No, that's not a setup for a joke. It was a serious question posed by City Councilman Jim Kenney during Council's Public Health and Human Services Committee hearing Tuesday.

At issue: a bill by Councilman Darrell Clarke requiring the city to only capture raccoons that are nuisances and to avoid killing them in the process.

Says Mayor Nutter: "I do not like raccoons."

Well, virtually no one does, which is why Council passed a Clarke bill in June requiring the animal-control contractor to respond to raccoon-nuisance calls.

Clarke has said the fuzzy critters chased a little girl down 20th Street and Cecil B. Moore Avenue in a not-so-fun game of tag.

But since the bill passed, animal-rights activists have claimed that it would lead to the killing of innocent raccoons.

That's what prompted the Clarke bill debated Tuesday.

While Nutter doesn't like raccoons, "the administration does not have specific objections to this legislation," said Brian Abernathy, chief of staff for the Managing Director's Office.

The problem is, "the city does not have the resources to act as exterminators," Abernathy said.

He also noted that state law requires that raccoons be destroyed after they're trapped.

Clarke appeared to sympathize.

"Understanding the fiscal situation that we find ourselves in, here in the city, we are unfortunately not at this point in an adequate position to address this issue in a very aggressive way," he said. "But I don't think that we should not enact legislation."

Jaqueline Johnson, 42, has been in an uphill battle with a furry thug who recently invaded her North Philadelphia home.

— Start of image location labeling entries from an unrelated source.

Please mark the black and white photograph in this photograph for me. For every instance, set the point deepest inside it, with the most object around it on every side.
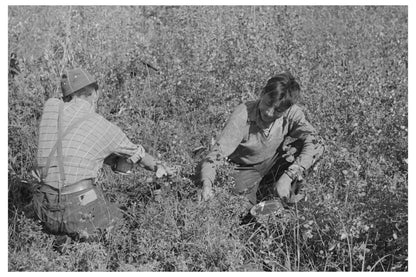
(207, 137)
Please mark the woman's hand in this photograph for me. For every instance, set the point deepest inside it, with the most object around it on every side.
(163, 170)
(206, 192)
(283, 186)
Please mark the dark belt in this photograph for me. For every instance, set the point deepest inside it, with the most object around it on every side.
(74, 188)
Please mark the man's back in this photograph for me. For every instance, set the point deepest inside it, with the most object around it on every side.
(86, 145)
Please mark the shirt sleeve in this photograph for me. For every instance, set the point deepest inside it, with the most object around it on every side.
(228, 141)
(122, 146)
(313, 146)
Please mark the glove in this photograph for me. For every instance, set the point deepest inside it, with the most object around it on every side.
(163, 170)
(283, 186)
(206, 192)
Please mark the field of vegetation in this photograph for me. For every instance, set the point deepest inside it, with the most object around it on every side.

She said the city has been unresponsive.

"There's nobody nowhere to help the citizens of Philadelphia? It's just embarrassing the response we get," Johnson said. "It doesn't seem to be a concern to anyone unless they wake up with a furry pillow next to them."

But the underlying issue, according to Rick Schubert, director of the Schuylkill Wildlife Rehabilitation Clinic, is that "we live in the filthiest city in America. There's everything raccoons need."

Now - despite the bill in June - the city's animal-control contractor, the Animal Care and Control Team at the Pennsylvania Society for the Prevention of Cruelty to Animals, will only remove an animal that is sick or injured or has entered a living room, bedroom or kitchen.

Otherwise residents must contact a licensed exterminator who may charge hundreds of dollars to remove the pest.